The Kiel Institute provided facts just over a day after the incident. Some 98 percent of all cargo ships traveling between EU and China pass through the Suez Canal. This means that around eight to nine percent of German imports and exports of goods were blocked. This mainly affected electronics, machinery (parts), and textiles.

Our rapid response and precise information was made possible by the evaluation of ship position data in real time, which trade researcher Vincent Stamer carries out with the Kiel Trade Indicator. He records docking and departing container ships at 500 ports worldwide. In addition, he analyzes ship movements in 100 maritime regions and measures the effective utilization of container ships on the basis of draft information.
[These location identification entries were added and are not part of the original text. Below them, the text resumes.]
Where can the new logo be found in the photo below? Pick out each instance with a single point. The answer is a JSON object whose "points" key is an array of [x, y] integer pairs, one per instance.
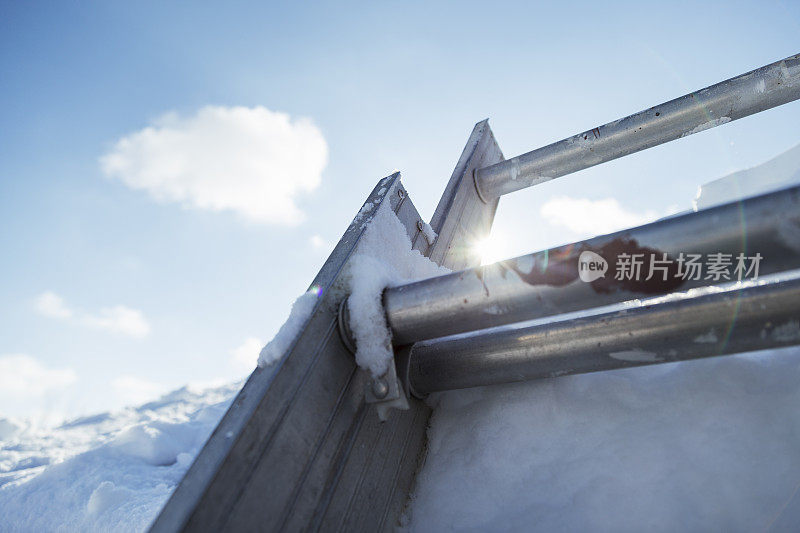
{"points": [[591, 266]]}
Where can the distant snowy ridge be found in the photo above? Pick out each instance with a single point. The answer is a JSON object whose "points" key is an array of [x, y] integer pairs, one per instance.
{"points": [[779, 172], [107, 472]]}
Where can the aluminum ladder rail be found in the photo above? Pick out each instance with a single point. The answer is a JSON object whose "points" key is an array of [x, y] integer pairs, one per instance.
{"points": [[769, 86], [547, 283], [300, 448]]}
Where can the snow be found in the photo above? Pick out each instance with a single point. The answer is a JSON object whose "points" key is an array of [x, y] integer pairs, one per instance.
{"points": [[713, 123], [106, 472], [384, 258], [280, 344], [777, 173], [428, 233], [706, 445]]}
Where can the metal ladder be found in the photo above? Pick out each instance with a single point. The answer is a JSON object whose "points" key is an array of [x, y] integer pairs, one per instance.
{"points": [[300, 447]]}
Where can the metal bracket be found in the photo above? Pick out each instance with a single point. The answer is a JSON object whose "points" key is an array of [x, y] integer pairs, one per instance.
{"points": [[385, 391]]}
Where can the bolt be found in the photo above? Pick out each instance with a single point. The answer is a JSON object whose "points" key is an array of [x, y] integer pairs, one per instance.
{"points": [[380, 388]]}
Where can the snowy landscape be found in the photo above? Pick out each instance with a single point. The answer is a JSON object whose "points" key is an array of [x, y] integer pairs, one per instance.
{"points": [[207, 320], [698, 445]]}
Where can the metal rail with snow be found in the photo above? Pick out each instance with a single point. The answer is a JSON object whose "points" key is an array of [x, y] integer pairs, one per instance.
{"points": [[300, 447]]}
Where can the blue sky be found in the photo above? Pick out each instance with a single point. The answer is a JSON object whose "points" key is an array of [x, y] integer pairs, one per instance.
{"points": [[109, 295]]}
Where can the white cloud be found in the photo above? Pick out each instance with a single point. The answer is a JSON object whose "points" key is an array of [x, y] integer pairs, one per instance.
{"points": [[119, 319], [246, 354], [116, 319], [318, 243], [50, 304], [593, 217], [251, 161], [132, 390], [25, 376]]}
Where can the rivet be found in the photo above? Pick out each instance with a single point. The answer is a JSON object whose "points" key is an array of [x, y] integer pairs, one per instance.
{"points": [[379, 388]]}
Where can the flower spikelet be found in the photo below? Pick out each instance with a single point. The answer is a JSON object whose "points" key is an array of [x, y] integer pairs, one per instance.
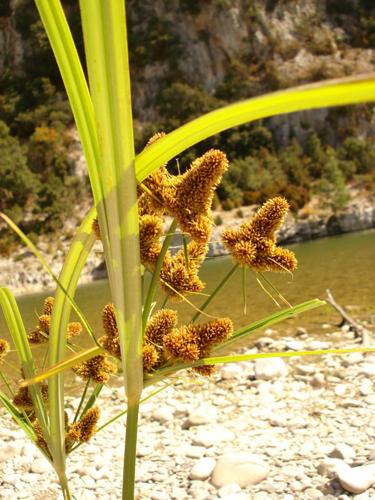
{"points": [[109, 321], [110, 341], [212, 333], [150, 230], [4, 348], [96, 228], [83, 430], [181, 343], [160, 325], [150, 357], [73, 330], [179, 274], [44, 323], [48, 304], [97, 368], [254, 243], [193, 342], [22, 399], [192, 206]]}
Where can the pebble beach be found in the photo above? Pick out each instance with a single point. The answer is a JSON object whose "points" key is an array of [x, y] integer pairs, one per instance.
{"points": [[268, 429]]}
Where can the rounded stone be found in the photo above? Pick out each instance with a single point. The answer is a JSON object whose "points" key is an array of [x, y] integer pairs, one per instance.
{"points": [[357, 479], [244, 469], [270, 368], [203, 468]]}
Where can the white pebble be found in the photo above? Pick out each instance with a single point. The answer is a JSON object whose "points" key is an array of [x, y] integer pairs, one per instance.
{"points": [[203, 468]]}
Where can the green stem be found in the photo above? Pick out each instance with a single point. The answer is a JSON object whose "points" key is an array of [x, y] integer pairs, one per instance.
{"points": [[214, 293], [64, 486], [130, 450], [156, 273], [81, 401]]}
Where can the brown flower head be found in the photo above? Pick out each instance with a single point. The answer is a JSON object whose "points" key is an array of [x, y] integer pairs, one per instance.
{"points": [[73, 330], [150, 230], [97, 368], [186, 197], [4, 348], [22, 399], [193, 342], [83, 430], [194, 194], [179, 273], [254, 244], [48, 304], [109, 321], [160, 325], [181, 343], [150, 357]]}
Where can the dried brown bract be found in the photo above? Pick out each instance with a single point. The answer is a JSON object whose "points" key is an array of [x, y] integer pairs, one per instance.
{"points": [[150, 231], [97, 368], [83, 430], [48, 305], [193, 342], [254, 243], [179, 273]]}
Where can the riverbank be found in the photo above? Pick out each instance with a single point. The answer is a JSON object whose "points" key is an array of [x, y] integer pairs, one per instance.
{"points": [[23, 273], [262, 430]]}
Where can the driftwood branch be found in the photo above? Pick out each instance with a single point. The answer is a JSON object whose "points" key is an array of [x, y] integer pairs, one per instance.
{"points": [[360, 330]]}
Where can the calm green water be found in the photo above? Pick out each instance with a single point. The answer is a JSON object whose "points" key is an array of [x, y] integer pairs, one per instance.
{"points": [[345, 264]]}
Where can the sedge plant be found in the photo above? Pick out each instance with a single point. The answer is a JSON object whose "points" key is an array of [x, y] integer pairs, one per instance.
{"points": [[133, 194]]}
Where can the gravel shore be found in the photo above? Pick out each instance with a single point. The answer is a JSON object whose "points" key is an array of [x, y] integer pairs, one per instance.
{"points": [[300, 429]]}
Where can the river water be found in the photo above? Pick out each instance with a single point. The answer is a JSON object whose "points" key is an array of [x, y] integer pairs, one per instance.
{"points": [[345, 264]]}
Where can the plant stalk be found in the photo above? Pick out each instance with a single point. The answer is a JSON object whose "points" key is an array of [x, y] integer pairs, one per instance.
{"points": [[130, 449]]}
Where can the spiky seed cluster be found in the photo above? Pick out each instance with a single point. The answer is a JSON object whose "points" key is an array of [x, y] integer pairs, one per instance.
{"points": [[97, 368], [47, 306], [40, 334], [254, 243], [160, 324], [193, 342], [150, 357], [186, 197], [4, 348], [179, 273], [22, 399], [95, 227], [110, 341], [83, 430], [150, 230], [192, 206], [73, 330]]}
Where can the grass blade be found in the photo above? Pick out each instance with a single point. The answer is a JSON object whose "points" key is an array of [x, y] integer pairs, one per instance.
{"points": [[352, 90], [19, 337]]}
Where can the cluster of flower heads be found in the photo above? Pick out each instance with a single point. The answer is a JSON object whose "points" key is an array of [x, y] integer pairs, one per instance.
{"points": [[77, 432], [163, 342], [40, 334], [187, 198], [254, 243]]}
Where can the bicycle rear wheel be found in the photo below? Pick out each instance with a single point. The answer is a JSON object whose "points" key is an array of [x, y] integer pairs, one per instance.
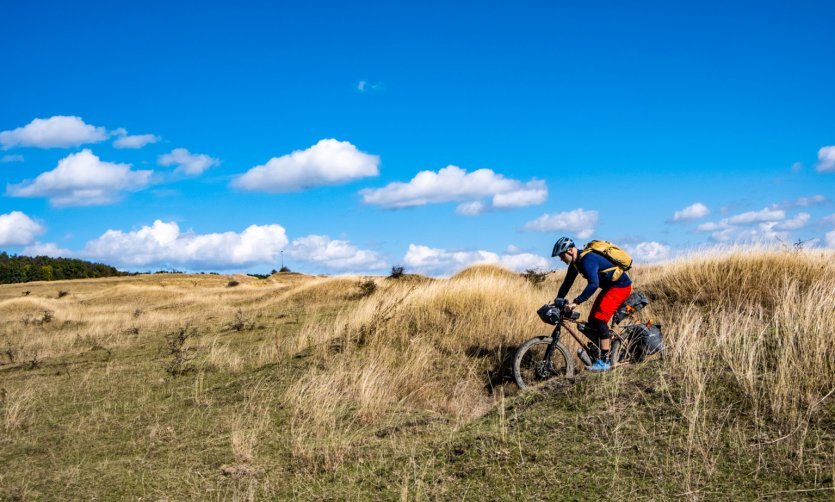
{"points": [[531, 368]]}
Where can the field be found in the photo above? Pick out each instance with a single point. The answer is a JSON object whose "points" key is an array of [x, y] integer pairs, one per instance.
{"points": [[329, 388]]}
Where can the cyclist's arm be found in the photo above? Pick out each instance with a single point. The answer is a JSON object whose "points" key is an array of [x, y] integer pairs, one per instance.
{"points": [[567, 282], [591, 268]]}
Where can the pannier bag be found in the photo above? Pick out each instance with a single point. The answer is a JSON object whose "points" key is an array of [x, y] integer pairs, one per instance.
{"points": [[635, 303], [549, 314], [643, 341]]}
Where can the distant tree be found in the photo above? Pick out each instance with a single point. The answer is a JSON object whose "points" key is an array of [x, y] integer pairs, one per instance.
{"points": [[14, 269]]}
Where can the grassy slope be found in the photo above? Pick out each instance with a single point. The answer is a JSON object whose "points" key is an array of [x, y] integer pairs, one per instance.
{"points": [[273, 407]]}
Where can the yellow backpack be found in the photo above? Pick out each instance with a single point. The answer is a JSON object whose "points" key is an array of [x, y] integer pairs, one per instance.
{"points": [[614, 254]]}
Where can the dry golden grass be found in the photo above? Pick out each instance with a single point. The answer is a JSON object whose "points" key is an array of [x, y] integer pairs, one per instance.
{"points": [[748, 334]]}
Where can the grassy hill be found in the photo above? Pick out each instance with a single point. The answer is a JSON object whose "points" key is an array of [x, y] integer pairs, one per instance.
{"points": [[184, 387]]}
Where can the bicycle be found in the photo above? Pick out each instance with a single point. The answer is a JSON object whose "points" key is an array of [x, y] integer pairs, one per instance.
{"points": [[544, 357]]}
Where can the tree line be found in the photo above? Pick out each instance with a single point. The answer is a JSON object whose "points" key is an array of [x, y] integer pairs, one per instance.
{"points": [[15, 269]]}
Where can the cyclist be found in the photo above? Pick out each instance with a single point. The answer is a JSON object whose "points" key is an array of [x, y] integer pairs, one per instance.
{"points": [[598, 271]]}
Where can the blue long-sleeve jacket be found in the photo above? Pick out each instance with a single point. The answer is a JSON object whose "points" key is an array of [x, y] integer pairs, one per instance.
{"points": [[590, 267]]}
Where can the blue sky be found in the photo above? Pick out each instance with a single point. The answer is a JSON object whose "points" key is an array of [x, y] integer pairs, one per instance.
{"points": [[594, 122]]}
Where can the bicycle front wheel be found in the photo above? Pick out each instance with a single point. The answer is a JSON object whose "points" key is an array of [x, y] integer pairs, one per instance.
{"points": [[531, 368]]}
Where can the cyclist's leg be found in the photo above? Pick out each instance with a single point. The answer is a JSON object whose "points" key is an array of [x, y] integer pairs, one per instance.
{"points": [[604, 308]]}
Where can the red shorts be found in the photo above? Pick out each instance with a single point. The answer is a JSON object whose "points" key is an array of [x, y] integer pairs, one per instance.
{"points": [[608, 301]]}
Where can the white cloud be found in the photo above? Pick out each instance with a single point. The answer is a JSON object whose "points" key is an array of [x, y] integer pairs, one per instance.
{"points": [[328, 162], [47, 249], [192, 164], [435, 261], [577, 221], [692, 212], [55, 132], [647, 252], [366, 86], [334, 254], [17, 229], [798, 222], [768, 224], [5, 159], [826, 159], [134, 141], [163, 243], [82, 179], [470, 208], [454, 184], [755, 216], [800, 202]]}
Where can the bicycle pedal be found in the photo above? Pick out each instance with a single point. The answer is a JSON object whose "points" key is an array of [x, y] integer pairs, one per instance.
{"points": [[584, 356]]}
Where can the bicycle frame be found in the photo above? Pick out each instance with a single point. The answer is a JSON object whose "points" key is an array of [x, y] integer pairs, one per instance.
{"points": [[566, 322]]}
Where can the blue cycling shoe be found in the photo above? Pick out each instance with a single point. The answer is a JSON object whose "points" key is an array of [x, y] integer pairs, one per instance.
{"points": [[599, 365]]}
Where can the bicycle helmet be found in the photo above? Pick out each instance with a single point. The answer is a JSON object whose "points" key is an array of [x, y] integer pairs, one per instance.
{"points": [[562, 245]]}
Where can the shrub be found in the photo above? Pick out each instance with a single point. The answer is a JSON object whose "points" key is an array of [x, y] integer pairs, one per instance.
{"points": [[366, 288], [181, 357], [534, 276]]}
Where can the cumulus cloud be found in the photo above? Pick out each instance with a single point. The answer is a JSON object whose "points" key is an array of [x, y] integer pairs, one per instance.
{"points": [[796, 223], [433, 261], [163, 243], [82, 179], [134, 141], [471, 208], [800, 202], [17, 229], [47, 249], [334, 254], [192, 164], [579, 222], [648, 252], [766, 214], [5, 159], [692, 212], [454, 184], [366, 86], [826, 159], [55, 132], [328, 162]]}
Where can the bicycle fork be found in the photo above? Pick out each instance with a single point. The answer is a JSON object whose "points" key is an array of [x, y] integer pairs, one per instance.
{"points": [[549, 352]]}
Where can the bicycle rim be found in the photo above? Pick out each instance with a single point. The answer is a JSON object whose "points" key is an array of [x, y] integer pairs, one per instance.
{"points": [[530, 367]]}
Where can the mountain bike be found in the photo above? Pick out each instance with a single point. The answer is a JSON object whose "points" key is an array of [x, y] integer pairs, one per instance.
{"points": [[544, 357]]}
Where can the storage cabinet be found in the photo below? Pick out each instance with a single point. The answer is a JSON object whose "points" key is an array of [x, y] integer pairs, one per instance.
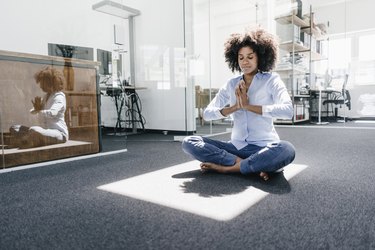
{"points": [[300, 47]]}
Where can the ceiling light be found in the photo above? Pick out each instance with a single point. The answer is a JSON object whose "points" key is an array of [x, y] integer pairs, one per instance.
{"points": [[115, 9]]}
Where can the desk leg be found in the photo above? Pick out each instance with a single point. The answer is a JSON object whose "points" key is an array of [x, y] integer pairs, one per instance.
{"points": [[320, 110]]}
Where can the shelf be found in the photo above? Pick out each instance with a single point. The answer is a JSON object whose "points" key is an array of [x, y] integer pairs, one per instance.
{"points": [[302, 96], [315, 32], [289, 70], [293, 46], [293, 19]]}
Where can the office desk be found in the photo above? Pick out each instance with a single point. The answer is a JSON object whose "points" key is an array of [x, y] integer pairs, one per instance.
{"points": [[326, 111], [126, 96]]}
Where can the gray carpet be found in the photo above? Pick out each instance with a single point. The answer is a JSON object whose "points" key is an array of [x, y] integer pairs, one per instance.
{"points": [[330, 205]]}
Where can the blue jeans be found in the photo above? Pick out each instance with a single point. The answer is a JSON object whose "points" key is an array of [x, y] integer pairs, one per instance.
{"points": [[254, 158]]}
Analysis of ship position data in real time

With the help of this big data analysis, Stamer estimates the expected imports and exports for 75 countries and regions, using country-port correlations even for countries without their own deep-sea port. 
The Kiel Trade Indicator’s algorithm learns as the data become available (“machine learning”), so that forecast quality continually improves over time.
“With the Kiel Trade Indicator, the Kiel Institute provides an early economic indicator of unprecedented quality and quantity,” said the then President of the Kiel Institute Gabriel Felbermayr at the tool’s presentation. “High-frequency data offer us the exciting opportunity to read or forecast economic swings with a very small time lag. Benefits include the ability of business and policy makers to react much earlier to emerging upheavals and take countermeasures.”

In this specific case, the Federal Statistical Office did not publish Germany’s trade figures for April—which would have shown the possible consequences of the Ever Given disaster, which happened at the end of March—until the beginning of June. The Kiel Trade Indicator showed as early as April (and definitively at the beginning of May, i.e., more than a month before the official figures were published), that the recent upward trend in German trade had come to an end in April and that imports and exports were flatlining or declining slightly.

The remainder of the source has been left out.